Later that evening the couple, still hiding in the cave, hears music. McCarthy tells Wynters, the pods wouldn’t be playing music; he kisses Wynters and exits the cave in the direction the music is coming from. He quickly finds out his theory was wrong, the music is coming from speakers near a truck where pod-people are loading freshly delivered pods on to the truck. He quickly heads back to Wynters, still in the cave, who has fallen asleep. He wakes her up and kisses her. The camera focuses in on an extreme close-up of Wynters blank face. A quick cut to McCarthy, whose shocked expression reveals the horror. She is now a pod!
The studio, fearful of a simple minded public not being able to deal with a downbeat ending forced Siegel to add on a prologue with a more upbeat ending. The film originally was suppose to end with McCarthy frantically running on to a highway yelling at passing cars hysterically about an alien invasion, finally turning directly toward the camera in close up and screaming out, “They’re already here, You’re next!” Instead we are subject to an added on ending where McCarthy is picked up by the police, taken to a doctor’s office where no one believes him until they hear about an accident and a truck with pod like objects in the back. At this point, they call the FBI in as the film ends. Imagine for a moment how much more powerful the ending would be if the film had ended with McCarthy screaming into your face, “YOU”RE NEXT!”
Along with McCarthy and Wynters, the cast also includes King Donavan, Carolyn Jones (as a blonde), Larry Gates, Whit Bissell, Jean Willes and a young Sam Peckinpah who it is said to have contributed to the screenplay however, it is McCarthy, in a career defining performance, and the beautiful Dana Wynters, whose performances you won’t forget.
In 1978, the first of three remakes came out. Directed by Phillip Kaufman, with cameos by Kevin McCarthy, still running around hysterically on the highway screaming, “They’re here!” (instead of “You’re next!”) and original director Don Siegel as a cab driver. While not the classic the original is, Kaufman’s film is a fine worthy effort. Next was Abel Ferrara’s 1993 film, with a title very close to the original Jack Finney title, “Body Snatchers.” Again there are pod like creatures taking the place of real humans only this time on a U.S. Military base. The last version, so far, was made in 2007 and is called “The Invasion.” Again it is similar, yet different. An alien virus turns humans into cold pod like beings after they fall asleep. Kevin McCarthy’s general practitioner Dr. Bennell has evolved into Dr. Carol Bennell, a Government psychiatrist.
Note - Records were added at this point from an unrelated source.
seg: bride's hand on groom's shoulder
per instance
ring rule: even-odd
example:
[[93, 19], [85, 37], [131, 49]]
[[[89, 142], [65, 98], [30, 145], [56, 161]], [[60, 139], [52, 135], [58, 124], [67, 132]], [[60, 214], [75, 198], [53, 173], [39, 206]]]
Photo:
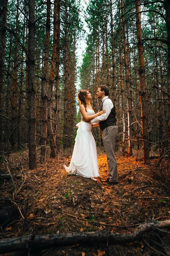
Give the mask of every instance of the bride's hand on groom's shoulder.
[[88, 121], [88, 122], [86, 122], [84, 118], [82, 119], [82, 121], [83, 122], [90, 122], [90, 123], [91, 122], [90, 121]]

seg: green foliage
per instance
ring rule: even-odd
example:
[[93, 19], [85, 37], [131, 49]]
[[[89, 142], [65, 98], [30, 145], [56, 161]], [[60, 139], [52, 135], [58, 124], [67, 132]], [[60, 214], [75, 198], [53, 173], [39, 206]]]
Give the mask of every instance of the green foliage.
[[65, 198], [67, 198], [67, 197], [68, 197], [68, 195], [70, 195], [70, 194], [72, 194], [72, 192], [71, 192], [71, 190], [69, 190], [69, 191], [68, 191], [68, 192], [67, 193], [67, 194], [66, 194], [64, 196], [64, 197]]

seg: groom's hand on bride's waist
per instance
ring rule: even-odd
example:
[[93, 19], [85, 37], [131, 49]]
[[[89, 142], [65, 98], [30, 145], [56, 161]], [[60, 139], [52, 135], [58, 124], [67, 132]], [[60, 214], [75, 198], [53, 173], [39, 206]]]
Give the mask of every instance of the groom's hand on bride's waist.
[[84, 118], [82, 119], [82, 121], [83, 121], [83, 122], [90, 122], [90, 122], [91, 122], [90, 121], [88, 121], [88, 122], [86, 122], [85, 120], [85, 119]]

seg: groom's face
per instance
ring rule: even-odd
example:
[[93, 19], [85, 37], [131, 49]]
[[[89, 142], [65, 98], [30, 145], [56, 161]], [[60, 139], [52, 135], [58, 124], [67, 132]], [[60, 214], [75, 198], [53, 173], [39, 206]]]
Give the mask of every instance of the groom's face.
[[101, 88], [100, 87], [98, 87], [96, 95], [97, 96], [97, 99], [102, 99], [103, 93], [101, 90]]

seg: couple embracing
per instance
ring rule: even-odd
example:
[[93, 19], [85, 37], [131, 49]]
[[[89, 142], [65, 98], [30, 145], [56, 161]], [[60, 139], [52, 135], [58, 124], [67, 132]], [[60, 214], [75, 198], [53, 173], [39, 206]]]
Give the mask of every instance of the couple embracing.
[[64, 166], [70, 175], [94, 180], [94, 177], [99, 176], [96, 143], [91, 133], [92, 126], [99, 125], [109, 168], [108, 178], [102, 181], [106, 186], [117, 184], [119, 179], [115, 154], [118, 128], [115, 107], [108, 96], [109, 93], [109, 88], [106, 85], [99, 87], [97, 98], [102, 103], [99, 111], [96, 113], [90, 105], [91, 95], [89, 92], [81, 90], [78, 93], [81, 121], [78, 124], [79, 128], [70, 166]]

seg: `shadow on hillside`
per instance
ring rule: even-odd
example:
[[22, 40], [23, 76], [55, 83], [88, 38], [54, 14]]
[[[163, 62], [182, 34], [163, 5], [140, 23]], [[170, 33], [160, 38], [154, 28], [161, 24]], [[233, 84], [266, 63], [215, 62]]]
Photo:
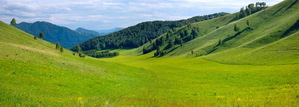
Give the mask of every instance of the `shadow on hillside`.
[[231, 19], [230, 21], [229, 21], [229, 22], [228, 22], [227, 23], [226, 23], [225, 25], [227, 25], [228, 24], [229, 24], [229, 23], [231, 23], [231, 22], [234, 22], [234, 21], [237, 21], [237, 20], [238, 20], [238, 19], [239, 19], [239, 18], [238, 18], [238, 17], [237, 16], [236, 16], [235, 17], [235, 18], [234, 18], [232, 19]]
[[281, 8], [280, 8], [279, 9], [277, 10], [277, 11], [275, 11], [275, 12], [274, 12], [274, 13], [273, 13], [273, 14], [272, 14], [272, 15], [274, 15], [275, 14], [276, 14], [276, 13], [277, 13], [279, 11], [280, 11], [281, 10], [282, 10], [283, 8], [284, 8], [286, 6], [287, 6], [287, 5], [288, 5], [288, 4], [289, 4], [289, 3], [286, 4], [286, 5], [284, 5], [284, 6], [282, 7]]
[[171, 52], [173, 51], [174, 50], [176, 49], [177, 49], [177, 48], [178, 47], [179, 47], [179, 46], [177, 46], [177, 47], [176, 47], [173, 48], [172, 48], [172, 49], [171, 49], [170, 50], [169, 50], [169, 51], [168, 51], [168, 52], [167, 52], [167, 53], [170, 53], [170, 52]]
[[[247, 28], [245, 28], [244, 29], [243, 29], [243, 30], [242, 30], [240, 32], [239, 32], [237, 33], [236, 33], [234, 36], [229, 36], [226, 38], [225, 38], [225, 39], [224, 39], [223, 40], [222, 40], [222, 44], [225, 43], [227, 41], [228, 41], [235, 37], [236, 37], [238, 35], [241, 34], [241, 33], [243, 33], [243, 32], [244, 32], [245, 31], [246, 31], [246, 30], [247, 30]], [[215, 47], [214, 47], [212, 50], [210, 50], [209, 52], [208, 52], [208, 53], [206, 54], [206, 55], [207, 55], [210, 53], [212, 53], [212, 52], [213, 52], [214, 51], [215, 51], [216, 50], [217, 50], [217, 47], [220, 46], [220, 44], [217, 44], [217, 45], [216, 45], [216, 46]]]
[[292, 6], [293, 6], [294, 5], [295, 5], [295, 4], [296, 4], [296, 3], [297, 3], [297, 2], [298, 1], [298, 0], [297, 0], [294, 2], [293, 2], [293, 3], [292, 3], [292, 4], [291, 4], [291, 5], [290, 5], [289, 7], [288, 7], [288, 8], [287, 9], [286, 9], [286, 10], [285, 10], [285, 11], [287, 10], [290, 9], [291, 7], [292, 7]]
[[283, 35], [280, 37], [280, 38], [286, 36], [290, 32], [297, 30], [298, 29], [299, 29], [299, 19], [297, 20], [297, 22], [296, 22], [296, 23], [295, 23], [292, 27], [286, 30], [284, 34], [283, 34]]

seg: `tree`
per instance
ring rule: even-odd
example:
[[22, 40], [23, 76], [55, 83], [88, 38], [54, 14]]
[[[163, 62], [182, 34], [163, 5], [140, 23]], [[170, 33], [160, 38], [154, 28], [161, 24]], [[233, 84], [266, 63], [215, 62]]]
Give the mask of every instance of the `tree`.
[[10, 21], [10, 25], [12, 26], [16, 25], [16, 21], [15, 20], [15, 19], [12, 18], [12, 20]]
[[189, 23], [187, 25], [187, 27], [188, 27], [188, 28], [191, 28], [191, 24]]
[[184, 34], [184, 32], [182, 31], [179, 33], [179, 35], [180, 36], [181, 38], [183, 38], [184, 36], [185, 36], [185, 34]]
[[40, 37], [40, 39], [42, 39], [42, 38], [44, 38], [45, 36], [43, 35], [43, 33], [41, 31], [40, 31], [40, 33], [39, 33], [39, 37]]
[[57, 43], [56, 43], [56, 49], [60, 49], [61, 47], [61, 46], [60, 45], [60, 44], [59, 44], [59, 43], [57, 42]]
[[166, 34], [166, 38], [169, 38], [170, 36], [170, 34], [169, 34], [169, 33], [167, 33], [167, 34]]
[[249, 20], [247, 20], [247, 21], [246, 21], [246, 24], [247, 24], [247, 25], [248, 26], [248, 27], [249, 27]]
[[168, 44], [167, 45], [167, 48], [170, 48], [173, 47], [173, 41], [172, 40], [169, 40], [168, 41]]
[[191, 30], [190, 34], [191, 36], [192, 36], [193, 39], [195, 39], [197, 37], [197, 35], [198, 35], [198, 32], [197, 32], [197, 30], [193, 28]]
[[79, 46], [79, 45], [77, 45], [77, 46], [76, 46], [76, 47], [77, 48], [77, 53], [79, 53], [80, 50], [80, 46]]
[[263, 5], [263, 7], [266, 6], [266, 2], [262, 2], [262, 5]]
[[257, 3], [256, 3], [256, 7], [258, 7], [259, 6], [259, 5], [260, 5], [260, 2], [257, 2]]
[[240, 27], [239, 27], [237, 24], [235, 24], [235, 26], [234, 27], [234, 30], [235, 31], [238, 32], [238, 33], [239, 33], [239, 32], [240, 31]]
[[219, 41], [218, 41], [218, 45], [220, 45], [222, 44], [222, 40], [221, 39], [219, 39]]
[[189, 32], [188, 32], [188, 30], [187, 30], [187, 29], [185, 29], [185, 30], [184, 31], [184, 36], [185, 36], [185, 37], [187, 37], [187, 36], [188, 36], [188, 34], [189, 34]]
[[63, 52], [63, 48], [62, 47], [60, 47], [60, 52]]

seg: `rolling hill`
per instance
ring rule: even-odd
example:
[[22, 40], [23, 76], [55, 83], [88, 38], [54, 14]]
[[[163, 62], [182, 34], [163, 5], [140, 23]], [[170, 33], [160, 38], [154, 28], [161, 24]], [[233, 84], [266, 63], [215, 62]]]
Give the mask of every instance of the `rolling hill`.
[[116, 31], [120, 31], [123, 29], [124, 29], [124, 28], [115, 27], [114, 28], [108, 29], [108, 30], [94, 30], [94, 31], [97, 31], [100, 33], [113, 33]]
[[79, 33], [67, 27], [57, 26], [44, 21], [34, 23], [21, 22], [16, 27], [32, 35], [39, 37], [42, 31], [44, 40], [53, 43], [59, 42], [63, 47], [69, 48], [93, 37], [99, 33]]
[[[125, 47], [137, 48], [173, 28], [229, 14], [219, 12], [176, 21], [144, 22], [105, 36], [93, 38], [80, 43], [79, 45], [83, 51]], [[74, 51], [75, 47], [73, 47], [70, 49]]]
[[[0, 107], [299, 107], [298, 1], [177, 28], [162, 57], [143, 54], [147, 43], [80, 58], [0, 21]], [[164, 49], [197, 27], [198, 37]]]

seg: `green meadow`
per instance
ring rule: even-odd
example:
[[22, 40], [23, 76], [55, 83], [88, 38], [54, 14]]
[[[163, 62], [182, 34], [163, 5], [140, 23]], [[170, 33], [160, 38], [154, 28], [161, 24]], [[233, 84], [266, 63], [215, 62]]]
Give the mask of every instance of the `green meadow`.
[[[163, 57], [80, 58], [0, 21], [0, 107], [299, 107], [297, 1], [192, 23], [203, 35]], [[247, 19], [253, 30], [213, 47]]]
I found this last version the worst of the four.
“Invasion of the Body Snatchers” cautions’ us on the problem of being complacent with our lives; falling asleep is a danger, we are vulnerable, one loses touch with the world, and pods can quickly take us over. This fear is as relevant today as it was more than fifty years ago when the film was made, more so as pod like idealogues and followers swarm into the political mainstream. While the tacked on ending of the film gives a bit of encouragement that all will be alright, the real ending Siegel wanted, with McCarthy on the highway staring straight into the screen, gives us no such assurance.
The film opened in New York City as part of a dooms day “horror” twin bill in late April of 1956. The second feature was “World without End.”